The Controversial First Structural Curtain Wall

Concrete, steel and structural glass are the three core elements of the vast majority of modern buildings, and as the latter becomes increasingly sophisticated in its construction and its use, the more it is adopted by businesses to make their offices shine bright on the inside and outside.

Whilst most commonly associated with modernist office blocks from the 1930s and onward, curtain walling has been used for at least half a century before this, and whilst it is generally admired and adored now, this was far from always the case.

One of the greatest illustrations of this was Oriel Chambers in Liverpool, which was the first building to feature a glass curtain wall with metal framing.

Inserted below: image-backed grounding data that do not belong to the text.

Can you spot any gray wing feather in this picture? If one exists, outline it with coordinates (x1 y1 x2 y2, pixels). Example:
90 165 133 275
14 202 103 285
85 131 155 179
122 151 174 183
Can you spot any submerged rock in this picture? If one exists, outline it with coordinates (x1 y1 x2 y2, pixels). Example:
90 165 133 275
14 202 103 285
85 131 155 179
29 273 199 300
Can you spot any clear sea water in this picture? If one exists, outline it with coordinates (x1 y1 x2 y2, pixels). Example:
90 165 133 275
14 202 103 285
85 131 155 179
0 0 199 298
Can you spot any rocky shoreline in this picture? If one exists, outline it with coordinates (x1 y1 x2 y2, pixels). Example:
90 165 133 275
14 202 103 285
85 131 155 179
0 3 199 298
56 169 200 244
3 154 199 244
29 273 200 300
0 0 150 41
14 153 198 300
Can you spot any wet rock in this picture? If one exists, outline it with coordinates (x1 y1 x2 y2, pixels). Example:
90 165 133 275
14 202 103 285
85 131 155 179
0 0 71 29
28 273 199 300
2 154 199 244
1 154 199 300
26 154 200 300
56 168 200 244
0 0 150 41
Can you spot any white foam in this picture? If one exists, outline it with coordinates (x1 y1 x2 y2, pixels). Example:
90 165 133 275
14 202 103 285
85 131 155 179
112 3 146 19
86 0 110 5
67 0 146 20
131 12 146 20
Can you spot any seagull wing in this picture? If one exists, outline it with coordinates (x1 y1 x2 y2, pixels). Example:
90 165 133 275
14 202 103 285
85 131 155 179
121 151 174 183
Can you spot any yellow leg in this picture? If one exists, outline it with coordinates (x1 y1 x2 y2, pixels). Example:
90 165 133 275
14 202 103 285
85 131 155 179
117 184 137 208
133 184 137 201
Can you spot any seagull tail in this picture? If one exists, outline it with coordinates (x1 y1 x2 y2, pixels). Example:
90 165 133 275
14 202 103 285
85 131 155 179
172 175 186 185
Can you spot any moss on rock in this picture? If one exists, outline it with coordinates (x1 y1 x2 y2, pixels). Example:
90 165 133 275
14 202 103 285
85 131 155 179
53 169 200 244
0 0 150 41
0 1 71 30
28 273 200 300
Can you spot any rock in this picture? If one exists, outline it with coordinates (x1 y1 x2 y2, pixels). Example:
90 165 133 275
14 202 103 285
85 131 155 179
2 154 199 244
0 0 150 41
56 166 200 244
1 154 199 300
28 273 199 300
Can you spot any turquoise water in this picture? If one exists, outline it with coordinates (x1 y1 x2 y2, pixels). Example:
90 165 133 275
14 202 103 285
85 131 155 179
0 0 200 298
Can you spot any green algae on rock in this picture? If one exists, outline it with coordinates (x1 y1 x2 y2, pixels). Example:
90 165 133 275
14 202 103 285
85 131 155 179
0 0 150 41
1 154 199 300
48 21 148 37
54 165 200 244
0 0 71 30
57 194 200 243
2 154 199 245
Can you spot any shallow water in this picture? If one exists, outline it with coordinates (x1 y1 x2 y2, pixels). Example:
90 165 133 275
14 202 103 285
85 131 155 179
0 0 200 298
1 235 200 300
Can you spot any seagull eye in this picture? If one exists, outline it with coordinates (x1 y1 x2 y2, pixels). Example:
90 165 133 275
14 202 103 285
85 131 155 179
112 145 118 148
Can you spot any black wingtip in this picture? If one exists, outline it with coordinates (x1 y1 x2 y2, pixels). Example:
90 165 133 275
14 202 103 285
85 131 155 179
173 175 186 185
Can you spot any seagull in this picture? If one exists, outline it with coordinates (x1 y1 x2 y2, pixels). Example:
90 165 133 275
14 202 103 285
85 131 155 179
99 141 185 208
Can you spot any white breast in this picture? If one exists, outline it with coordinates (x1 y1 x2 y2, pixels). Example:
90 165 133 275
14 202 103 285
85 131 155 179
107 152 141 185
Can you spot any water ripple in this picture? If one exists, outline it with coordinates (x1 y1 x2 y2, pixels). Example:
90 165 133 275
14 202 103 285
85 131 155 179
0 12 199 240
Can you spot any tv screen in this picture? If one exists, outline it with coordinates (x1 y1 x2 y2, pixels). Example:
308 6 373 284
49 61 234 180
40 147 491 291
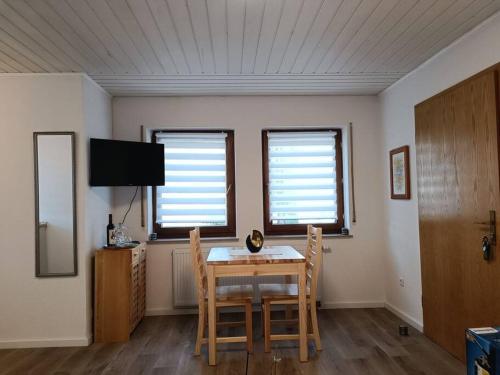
90 138 164 186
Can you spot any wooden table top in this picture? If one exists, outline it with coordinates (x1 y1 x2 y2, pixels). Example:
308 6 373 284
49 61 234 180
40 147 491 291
206 246 305 265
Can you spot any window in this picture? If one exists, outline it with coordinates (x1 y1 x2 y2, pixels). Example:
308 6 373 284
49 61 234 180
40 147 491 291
262 129 344 235
152 130 235 239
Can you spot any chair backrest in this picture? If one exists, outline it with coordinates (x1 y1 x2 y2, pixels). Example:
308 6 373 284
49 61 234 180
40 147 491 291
189 227 207 306
305 225 323 301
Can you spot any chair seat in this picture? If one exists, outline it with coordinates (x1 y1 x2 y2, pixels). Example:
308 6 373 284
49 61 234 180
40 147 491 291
205 284 254 302
259 283 311 300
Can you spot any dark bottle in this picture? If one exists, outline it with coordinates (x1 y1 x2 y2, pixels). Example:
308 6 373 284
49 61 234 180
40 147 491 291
107 214 116 247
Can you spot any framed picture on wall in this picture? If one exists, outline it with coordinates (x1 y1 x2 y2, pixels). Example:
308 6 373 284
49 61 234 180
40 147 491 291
390 145 410 199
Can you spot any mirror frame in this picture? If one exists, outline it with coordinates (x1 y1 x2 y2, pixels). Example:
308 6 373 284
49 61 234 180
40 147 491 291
34 131 77 277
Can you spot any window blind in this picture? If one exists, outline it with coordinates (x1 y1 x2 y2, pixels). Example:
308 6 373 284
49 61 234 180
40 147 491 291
155 132 228 228
267 131 338 225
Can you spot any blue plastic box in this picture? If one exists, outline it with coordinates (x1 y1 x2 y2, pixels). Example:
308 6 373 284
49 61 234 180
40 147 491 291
466 327 500 375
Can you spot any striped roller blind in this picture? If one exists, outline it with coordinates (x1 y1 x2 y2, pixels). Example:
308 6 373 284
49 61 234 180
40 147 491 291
267 131 338 225
155 132 228 228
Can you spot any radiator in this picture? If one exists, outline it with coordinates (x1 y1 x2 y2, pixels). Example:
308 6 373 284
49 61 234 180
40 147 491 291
172 248 321 308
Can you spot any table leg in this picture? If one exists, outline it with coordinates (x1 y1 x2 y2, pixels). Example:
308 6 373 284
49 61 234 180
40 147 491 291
207 265 217 365
298 263 308 362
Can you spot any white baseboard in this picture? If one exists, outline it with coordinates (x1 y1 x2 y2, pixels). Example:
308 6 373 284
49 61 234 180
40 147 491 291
384 302 423 332
0 336 91 349
321 301 385 309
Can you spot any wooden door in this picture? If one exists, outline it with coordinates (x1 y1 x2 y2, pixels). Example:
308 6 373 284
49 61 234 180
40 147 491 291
415 70 500 361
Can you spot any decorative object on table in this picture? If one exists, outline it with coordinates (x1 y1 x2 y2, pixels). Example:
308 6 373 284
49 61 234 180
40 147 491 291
246 230 264 253
114 223 131 247
399 325 409 336
390 145 410 199
106 214 116 247
149 233 157 241
341 227 349 236
110 188 136 248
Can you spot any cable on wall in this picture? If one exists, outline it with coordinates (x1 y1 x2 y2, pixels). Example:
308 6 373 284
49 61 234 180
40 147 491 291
350 122 356 223
122 186 139 224
140 125 145 228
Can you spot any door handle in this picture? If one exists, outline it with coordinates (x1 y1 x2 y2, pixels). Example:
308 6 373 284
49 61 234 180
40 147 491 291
482 236 492 261
475 210 496 261
473 210 496 245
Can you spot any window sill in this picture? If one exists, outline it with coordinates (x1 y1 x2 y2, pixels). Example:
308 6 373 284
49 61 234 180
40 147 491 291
264 234 353 239
147 237 240 244
147 233 352 245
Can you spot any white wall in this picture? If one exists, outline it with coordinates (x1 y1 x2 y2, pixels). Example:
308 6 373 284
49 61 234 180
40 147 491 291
380 11 500 330
82 76 113 339
112 95 386 315
0 74 112 348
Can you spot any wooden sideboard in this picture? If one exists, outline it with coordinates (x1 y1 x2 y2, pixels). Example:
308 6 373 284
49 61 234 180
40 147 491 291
94 243 146 342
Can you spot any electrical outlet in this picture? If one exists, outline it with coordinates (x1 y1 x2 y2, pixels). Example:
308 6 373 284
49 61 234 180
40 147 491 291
399 278 405 287
322 246 332 253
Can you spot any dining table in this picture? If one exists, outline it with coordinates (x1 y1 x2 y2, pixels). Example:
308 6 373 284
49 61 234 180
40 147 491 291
206 245 308 366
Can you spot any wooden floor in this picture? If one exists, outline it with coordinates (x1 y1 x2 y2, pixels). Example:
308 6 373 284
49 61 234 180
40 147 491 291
0 308 464 375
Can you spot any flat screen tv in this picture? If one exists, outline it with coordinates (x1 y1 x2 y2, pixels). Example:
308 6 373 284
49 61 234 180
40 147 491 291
90 138 164 186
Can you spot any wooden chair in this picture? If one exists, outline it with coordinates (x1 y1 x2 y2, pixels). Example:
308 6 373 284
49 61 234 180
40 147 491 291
189 228 254 355
259 225 323 352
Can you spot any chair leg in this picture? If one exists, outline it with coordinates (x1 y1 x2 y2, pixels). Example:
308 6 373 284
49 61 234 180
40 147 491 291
310 302 322 351
194 303 205 356
307 307 313 334
245 302 253 353
260 302 264 337
264 301 271 353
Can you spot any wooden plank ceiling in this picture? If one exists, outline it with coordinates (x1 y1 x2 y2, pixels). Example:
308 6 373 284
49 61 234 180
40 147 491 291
0 0 499 96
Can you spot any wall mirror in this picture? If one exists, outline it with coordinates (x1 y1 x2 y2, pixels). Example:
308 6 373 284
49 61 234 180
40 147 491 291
34 132 77 277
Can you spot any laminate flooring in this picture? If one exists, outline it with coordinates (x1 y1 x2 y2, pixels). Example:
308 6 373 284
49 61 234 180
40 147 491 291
0 308 465 374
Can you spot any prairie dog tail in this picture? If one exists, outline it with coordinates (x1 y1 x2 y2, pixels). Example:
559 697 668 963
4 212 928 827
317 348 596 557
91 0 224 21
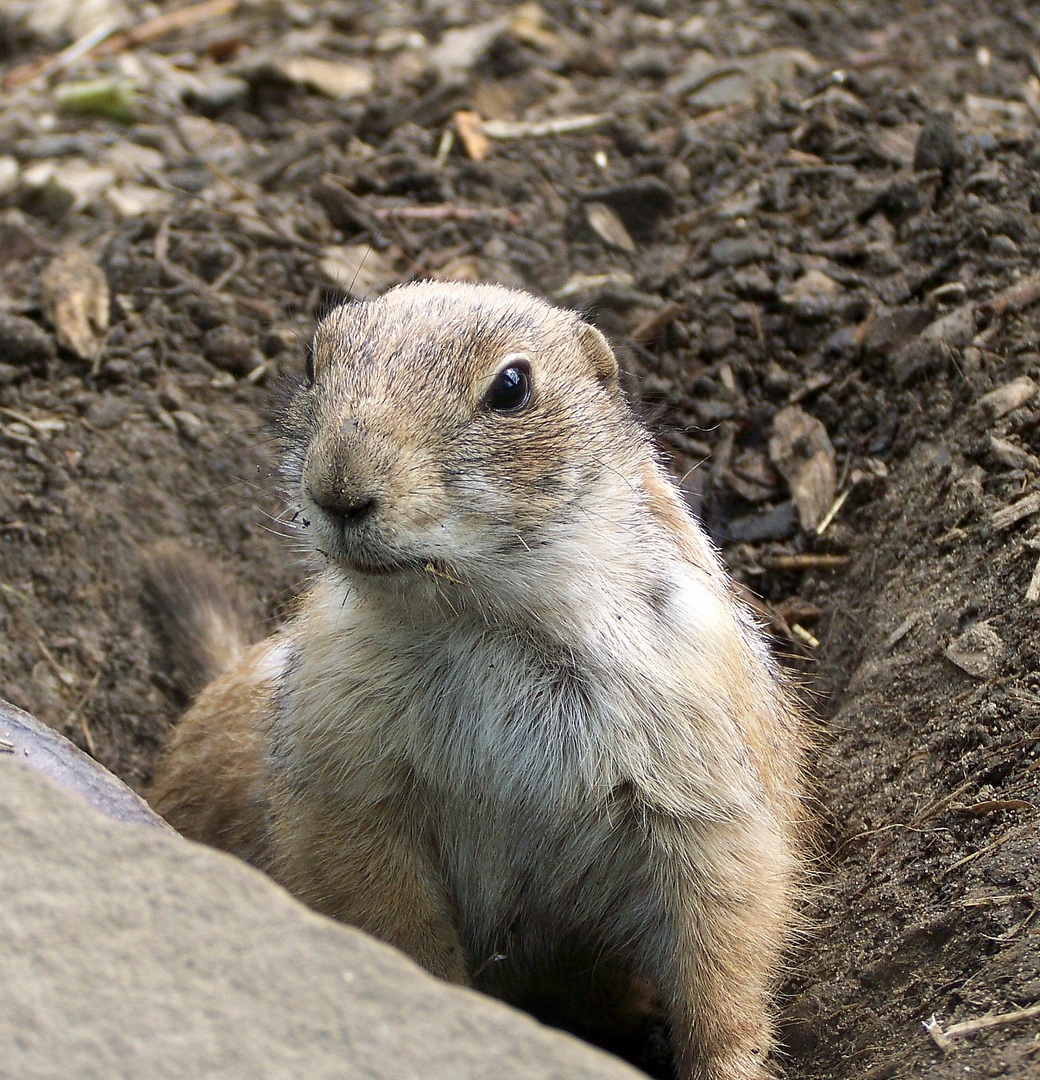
142 540 256 700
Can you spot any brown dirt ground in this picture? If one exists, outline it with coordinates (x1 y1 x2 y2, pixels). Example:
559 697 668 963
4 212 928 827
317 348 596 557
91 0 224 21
2 1 1039 1077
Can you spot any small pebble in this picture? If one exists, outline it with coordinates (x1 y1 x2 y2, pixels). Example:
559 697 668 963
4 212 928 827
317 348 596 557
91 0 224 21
945 623 1005 680
0 314 56 369
978 376 1037 421
727 501 798 543
173 410 205 442
709 237 771 269
914 112 959 172
86 396 132 430
203 325 256 376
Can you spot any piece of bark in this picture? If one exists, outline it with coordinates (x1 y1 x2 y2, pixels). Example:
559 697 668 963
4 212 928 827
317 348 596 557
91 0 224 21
39 248 110 367
768 405 837 531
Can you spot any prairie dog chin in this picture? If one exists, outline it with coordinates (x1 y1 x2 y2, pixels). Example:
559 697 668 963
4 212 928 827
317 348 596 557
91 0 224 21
147 281 807 1080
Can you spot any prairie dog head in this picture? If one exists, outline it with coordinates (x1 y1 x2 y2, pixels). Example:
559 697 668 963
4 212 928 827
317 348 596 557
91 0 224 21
282 282 650 593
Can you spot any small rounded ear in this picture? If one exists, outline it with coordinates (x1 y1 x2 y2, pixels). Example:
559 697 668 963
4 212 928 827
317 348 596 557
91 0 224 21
577 321 619 386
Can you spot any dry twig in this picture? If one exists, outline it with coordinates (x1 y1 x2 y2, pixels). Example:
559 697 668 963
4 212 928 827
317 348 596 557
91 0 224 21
980 269 1040 320
630 302 682 343
990 492 1040 530
483 114 612 139
63 671 103 759
924 1003 1040 1053
759 553 850 570
815 490 849 536
941 828 1021 876
1026 552 1040 602
373 205 521 226
3 0 238 90
95 0 239 57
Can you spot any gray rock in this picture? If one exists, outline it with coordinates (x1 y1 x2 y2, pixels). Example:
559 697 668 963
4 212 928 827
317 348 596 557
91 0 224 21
665 48 818 107
914 112 959 173
0 697 170 832
732 265 775 300
978 376 1038 421
709 237 771 269
945 622 1006 680
0 314 56 368
886 303 977 386
202 324 257 376
0 761 642 1080
727 501 798 543
989 435 1040 471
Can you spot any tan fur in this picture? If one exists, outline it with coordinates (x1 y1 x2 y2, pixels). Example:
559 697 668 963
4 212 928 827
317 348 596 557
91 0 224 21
149 282 808 1080
149 640 274 869
142 539 256 698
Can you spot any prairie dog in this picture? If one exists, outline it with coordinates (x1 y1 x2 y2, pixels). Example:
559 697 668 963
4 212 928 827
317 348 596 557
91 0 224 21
148 282 806 1080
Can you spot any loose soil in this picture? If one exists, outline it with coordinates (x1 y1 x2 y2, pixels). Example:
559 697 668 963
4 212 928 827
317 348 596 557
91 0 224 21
2 2 1039 1078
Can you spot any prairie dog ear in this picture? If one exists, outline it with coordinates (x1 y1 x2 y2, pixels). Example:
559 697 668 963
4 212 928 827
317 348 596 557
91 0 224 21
577 321 619 385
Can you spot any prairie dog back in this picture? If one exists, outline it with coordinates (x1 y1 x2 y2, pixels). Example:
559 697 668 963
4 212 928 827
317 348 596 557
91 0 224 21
150 281 807 1080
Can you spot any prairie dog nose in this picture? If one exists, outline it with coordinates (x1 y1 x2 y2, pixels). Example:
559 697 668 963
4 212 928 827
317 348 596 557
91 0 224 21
303 416 385 529
310 487 379 528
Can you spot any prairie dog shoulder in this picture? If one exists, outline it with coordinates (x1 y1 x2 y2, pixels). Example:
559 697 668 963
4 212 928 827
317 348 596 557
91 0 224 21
151 281 808 1080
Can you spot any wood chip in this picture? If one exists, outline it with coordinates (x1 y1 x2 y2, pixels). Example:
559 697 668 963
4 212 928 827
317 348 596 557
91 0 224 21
1027 552 1040 602
783 268 842 303
978 376 1038 420
956 893 1029 907
0 407 66 436
884 612 921 650
923 1015 954 1053
789 623 819 648
774 597 825 625
482 114 612 139
941 828 1017 876
990 491 1040 530
980 269 1040 320
278 57 374 100
374 205 520 226
320 244 398 300
555 271 635 298
861 305 932 356
630 301 681 343
967 799 1033 814
946 1001 1040 1037
768 405 837 531
990 435 1040 471
454 111 490 161
96 0 237 55
891 303 977 384
584 201 636 253
786 372 832 405
40 248 110 369
815 489 849 536
759 553 850 570
312 175 387 238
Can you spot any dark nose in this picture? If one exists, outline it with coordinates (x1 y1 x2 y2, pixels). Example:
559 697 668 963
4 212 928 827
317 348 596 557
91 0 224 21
304 421 384 531
309 486 378 529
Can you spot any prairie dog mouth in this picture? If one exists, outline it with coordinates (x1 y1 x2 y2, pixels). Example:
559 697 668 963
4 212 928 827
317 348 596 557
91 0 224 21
333 551 468 586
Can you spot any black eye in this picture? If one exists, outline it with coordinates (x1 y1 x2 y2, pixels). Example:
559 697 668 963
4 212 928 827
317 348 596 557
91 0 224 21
304 340 315 384
485 360 531 414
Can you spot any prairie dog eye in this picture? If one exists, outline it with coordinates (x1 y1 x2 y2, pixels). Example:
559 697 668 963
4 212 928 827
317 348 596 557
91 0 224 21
485 357 532 414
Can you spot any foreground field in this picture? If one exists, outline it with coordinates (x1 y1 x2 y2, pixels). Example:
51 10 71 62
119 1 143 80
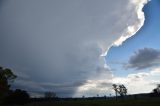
24 97 160 106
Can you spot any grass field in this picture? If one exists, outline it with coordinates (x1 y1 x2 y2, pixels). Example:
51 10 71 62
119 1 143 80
23 97 160 106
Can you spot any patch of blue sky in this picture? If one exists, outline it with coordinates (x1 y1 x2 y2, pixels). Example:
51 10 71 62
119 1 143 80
106 0 160 77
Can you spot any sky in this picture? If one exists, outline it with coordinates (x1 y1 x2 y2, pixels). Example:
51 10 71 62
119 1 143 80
107 0 160 94
0 0 159 97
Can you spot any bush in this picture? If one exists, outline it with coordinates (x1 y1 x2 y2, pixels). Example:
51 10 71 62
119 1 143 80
5 89 30 105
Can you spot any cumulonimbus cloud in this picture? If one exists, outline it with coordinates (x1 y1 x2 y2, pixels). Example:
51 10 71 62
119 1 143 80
0 0 148 97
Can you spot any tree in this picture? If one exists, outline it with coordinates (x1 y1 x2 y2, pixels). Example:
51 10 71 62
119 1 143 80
0 66 17 100
44 91 56 99
112 84 118 100
112 84 127 100
82 95 85 98
152 84 160 96
118 84 127 97
5 89 30 105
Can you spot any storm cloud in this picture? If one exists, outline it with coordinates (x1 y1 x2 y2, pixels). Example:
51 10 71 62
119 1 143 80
126 48 160 70
0 0 148 97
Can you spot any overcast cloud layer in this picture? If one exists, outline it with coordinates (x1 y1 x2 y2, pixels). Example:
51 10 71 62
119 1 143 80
0 0 148 97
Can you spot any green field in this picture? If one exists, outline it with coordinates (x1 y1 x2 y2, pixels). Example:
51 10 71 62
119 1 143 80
23 97 160 106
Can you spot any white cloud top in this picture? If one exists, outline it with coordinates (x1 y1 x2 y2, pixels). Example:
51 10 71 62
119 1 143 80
113 0 148 47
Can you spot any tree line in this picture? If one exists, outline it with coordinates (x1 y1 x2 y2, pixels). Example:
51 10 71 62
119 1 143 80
1 65 160 105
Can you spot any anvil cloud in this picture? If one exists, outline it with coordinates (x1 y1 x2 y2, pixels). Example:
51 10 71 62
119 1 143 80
0 0 148 97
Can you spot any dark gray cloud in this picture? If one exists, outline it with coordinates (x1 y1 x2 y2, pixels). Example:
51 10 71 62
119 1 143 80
12 78 87 97
126 48 160 70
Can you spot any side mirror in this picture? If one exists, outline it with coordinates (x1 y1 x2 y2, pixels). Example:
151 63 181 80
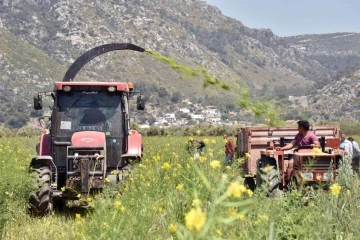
136 95 145 110
34 94 43 110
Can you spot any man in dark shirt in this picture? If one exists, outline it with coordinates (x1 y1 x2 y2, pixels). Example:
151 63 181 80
276 120 320 181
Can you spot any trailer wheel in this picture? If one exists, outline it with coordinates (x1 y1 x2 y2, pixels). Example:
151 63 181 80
244 177 256 192
29 165 53 216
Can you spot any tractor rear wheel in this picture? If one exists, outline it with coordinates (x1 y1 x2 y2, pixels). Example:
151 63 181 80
29 165 53 216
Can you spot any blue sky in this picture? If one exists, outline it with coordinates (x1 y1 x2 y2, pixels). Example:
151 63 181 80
205 0 360 36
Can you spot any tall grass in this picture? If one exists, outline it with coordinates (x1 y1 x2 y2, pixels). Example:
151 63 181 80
1 136 360 239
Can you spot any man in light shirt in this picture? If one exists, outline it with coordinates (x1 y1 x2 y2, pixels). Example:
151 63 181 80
340 133 353 159
348 137 360 175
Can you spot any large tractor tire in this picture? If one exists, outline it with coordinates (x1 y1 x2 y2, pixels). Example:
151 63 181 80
262 168 283 197
29 165 53 216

Designed by Peter Ellis and constructed in 1864, Oriel Chambers is a striking landmark that was completely at odds with the conventions of Victorian architecture, one that had only just started to see the aesthetic power of brighter, open spaces after the repeal of the Window Tax a decade prior.

Whilst not a skyscraper by modern definitions, it has since been seen as the first modernist building, and in retrospect has been acclaimed for just how forward-thinking its design was.

However, at the time, this was far from a majority view, and one of the oldest business-to-business construction magazines in Great Britain, The Builder, infamously described it as worse than “the plainest brick warehouse”.

The review of the building, published in a 20th January 1866 edition of the magazine, was brutal, describing it as “depressing were it not ludicrous”, an “agglomeration” and a building that they would have doubted would have even existed had the writer of the piece not seen it.

Much of this criticism seems somewhat shocking in hindsight, but this somewhat conservative architectural worldview was not shared by everyone.

John Wellborn Root, a pivotal member of the Chicago School of Architecture, brought curtain walling to an even bigger stage in the United States, and as the skyscraper figuratively and literally dominated architectural discussions, Peter Ellis’ progenitor has been heralded as the start of it all.